No te preocupes, señora. La niña es prematura, pero está fuerte. Todo saldrá bien. Con tu hija y con…

13 de octubre de 2025

Querido diario,

Hoy vuelvo a pensar en la historia de mi sobrina, Zoraida, la niña prematura que llegó al mundo como un puñal de incertidumbre. No te asustes, todo acaba bien, tanto con la pequeña como con su madre, mi cuñada, y con la abuela, Doña Bárbara.

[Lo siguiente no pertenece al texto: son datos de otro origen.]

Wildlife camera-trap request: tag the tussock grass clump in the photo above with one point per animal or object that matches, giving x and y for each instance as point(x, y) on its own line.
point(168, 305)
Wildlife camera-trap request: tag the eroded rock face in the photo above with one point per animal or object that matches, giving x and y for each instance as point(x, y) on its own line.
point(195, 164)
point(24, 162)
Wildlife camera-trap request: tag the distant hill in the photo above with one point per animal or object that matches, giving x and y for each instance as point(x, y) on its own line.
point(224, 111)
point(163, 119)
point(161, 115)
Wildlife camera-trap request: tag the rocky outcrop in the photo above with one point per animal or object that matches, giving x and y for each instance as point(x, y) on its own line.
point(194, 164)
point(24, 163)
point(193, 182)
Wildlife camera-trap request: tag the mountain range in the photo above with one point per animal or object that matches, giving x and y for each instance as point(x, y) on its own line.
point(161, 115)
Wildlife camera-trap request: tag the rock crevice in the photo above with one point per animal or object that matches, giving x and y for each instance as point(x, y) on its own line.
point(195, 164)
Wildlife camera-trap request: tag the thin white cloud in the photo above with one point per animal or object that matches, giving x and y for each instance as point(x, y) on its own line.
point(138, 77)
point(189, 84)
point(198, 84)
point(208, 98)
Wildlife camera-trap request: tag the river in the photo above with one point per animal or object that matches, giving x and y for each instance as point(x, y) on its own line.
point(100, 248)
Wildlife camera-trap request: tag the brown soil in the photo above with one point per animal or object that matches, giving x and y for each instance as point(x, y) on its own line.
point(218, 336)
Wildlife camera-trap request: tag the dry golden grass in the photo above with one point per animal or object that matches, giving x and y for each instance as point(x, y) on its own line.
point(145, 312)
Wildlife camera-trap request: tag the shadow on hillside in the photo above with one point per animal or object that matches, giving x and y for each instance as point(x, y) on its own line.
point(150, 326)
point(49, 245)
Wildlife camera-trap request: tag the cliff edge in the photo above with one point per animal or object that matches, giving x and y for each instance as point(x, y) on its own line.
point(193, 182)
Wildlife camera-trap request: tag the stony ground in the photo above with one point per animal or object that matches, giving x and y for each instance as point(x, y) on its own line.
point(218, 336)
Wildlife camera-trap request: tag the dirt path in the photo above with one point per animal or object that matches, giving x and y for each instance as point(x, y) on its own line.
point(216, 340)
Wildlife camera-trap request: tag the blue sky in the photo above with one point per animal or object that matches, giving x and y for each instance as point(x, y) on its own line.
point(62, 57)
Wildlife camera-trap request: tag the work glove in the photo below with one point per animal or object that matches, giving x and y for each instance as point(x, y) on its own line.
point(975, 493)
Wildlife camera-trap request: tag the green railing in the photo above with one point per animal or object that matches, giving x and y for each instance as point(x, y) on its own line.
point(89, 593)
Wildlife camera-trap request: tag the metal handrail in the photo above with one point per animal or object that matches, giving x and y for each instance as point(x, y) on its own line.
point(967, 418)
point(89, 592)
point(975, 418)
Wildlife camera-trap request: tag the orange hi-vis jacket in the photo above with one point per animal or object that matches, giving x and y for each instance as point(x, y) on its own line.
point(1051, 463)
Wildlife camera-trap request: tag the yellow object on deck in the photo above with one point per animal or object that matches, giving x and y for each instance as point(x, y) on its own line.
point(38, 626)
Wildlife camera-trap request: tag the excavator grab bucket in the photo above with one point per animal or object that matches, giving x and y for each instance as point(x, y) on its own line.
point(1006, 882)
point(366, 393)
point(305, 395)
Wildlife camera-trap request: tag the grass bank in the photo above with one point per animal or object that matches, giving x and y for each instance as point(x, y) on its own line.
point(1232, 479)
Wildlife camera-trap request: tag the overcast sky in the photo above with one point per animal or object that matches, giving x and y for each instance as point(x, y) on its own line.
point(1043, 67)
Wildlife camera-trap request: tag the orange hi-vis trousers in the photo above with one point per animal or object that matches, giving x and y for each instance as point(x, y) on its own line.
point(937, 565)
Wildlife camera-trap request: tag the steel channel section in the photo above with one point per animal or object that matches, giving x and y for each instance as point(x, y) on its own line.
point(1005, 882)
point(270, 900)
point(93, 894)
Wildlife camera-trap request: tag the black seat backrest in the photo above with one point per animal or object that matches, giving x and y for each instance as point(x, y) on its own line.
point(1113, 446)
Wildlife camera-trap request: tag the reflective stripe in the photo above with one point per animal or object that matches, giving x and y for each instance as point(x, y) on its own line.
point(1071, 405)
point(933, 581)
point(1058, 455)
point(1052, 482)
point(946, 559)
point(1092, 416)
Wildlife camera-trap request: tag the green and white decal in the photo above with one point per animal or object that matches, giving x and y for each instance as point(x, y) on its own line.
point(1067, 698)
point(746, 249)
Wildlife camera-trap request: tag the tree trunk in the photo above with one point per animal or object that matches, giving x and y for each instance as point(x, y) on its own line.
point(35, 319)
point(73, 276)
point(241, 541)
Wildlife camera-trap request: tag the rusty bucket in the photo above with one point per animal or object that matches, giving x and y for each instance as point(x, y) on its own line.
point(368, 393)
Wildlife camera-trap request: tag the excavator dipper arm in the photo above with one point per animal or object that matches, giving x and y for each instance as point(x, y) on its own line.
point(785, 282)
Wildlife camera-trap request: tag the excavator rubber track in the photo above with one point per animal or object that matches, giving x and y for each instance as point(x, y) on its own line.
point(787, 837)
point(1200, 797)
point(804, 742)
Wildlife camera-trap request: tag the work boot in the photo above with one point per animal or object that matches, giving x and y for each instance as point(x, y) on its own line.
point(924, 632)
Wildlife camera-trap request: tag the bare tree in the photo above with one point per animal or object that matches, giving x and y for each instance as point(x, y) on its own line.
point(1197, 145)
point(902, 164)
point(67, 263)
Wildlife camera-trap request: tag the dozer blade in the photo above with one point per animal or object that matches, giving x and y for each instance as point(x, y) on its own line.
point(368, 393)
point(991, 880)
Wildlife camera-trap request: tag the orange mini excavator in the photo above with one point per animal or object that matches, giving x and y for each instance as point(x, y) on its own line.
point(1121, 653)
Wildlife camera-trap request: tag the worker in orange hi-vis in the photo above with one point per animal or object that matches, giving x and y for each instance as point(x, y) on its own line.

Todo comenzó hace seis meses, cuando la vecina curiosa, Doña Inés, entró a la casa de Doña Bárbara a tomar un té con mermelada de manzana. Sin querer, soltó la frase: «¿Cuándo esperas al engendro? ¿Ya vas a comprar pañales?». Doña Bárbara, desconcertada, respondió: «¿De qué hablas?». Inés, con su lengua afilada, replicó que la criada Clotilde, que había trabajado en la granja la semana pasada, había sido vista corriendo del establo con la boca cubierta por un delantal. Doña Bárbara intentó defenderse diciendo que tal vez la niña había comido algo raro, pero Inés la ridiculizó, diciendo que ella nunca había sufrido dolores de parto y que no entendía nada.

Esa tarde, Doña Bárbara interrogó a la enfermera Clara, y luego lloró desconsolada, maldiciendo a la hija que no había nacido, al hijo ilegítimo de un hombre de sol, y a todo el clan masculino que la rodeaba. La llegada de la diminuta y ronca Zoraida no trajo alegría, solo problemas, resentimiento y una vergonzosa sensación de culpa. Clara, sin mucho cariño, le tomaba el brazo cuando la alimentaba o cuando lloraba, pero nada más. Doña Bárbara la miraba con indiferencia, sin ofrecerle amor. Era la cuarta nieta que llegaba, y ya no había mucho que celebrar. La hija de la propia madre también había tenido pocos logros. Así, Zoraida nació en un mundo donde el amor no la buscaba, y sus pequeños pies tambaleantes se arrastraban sin apoyo.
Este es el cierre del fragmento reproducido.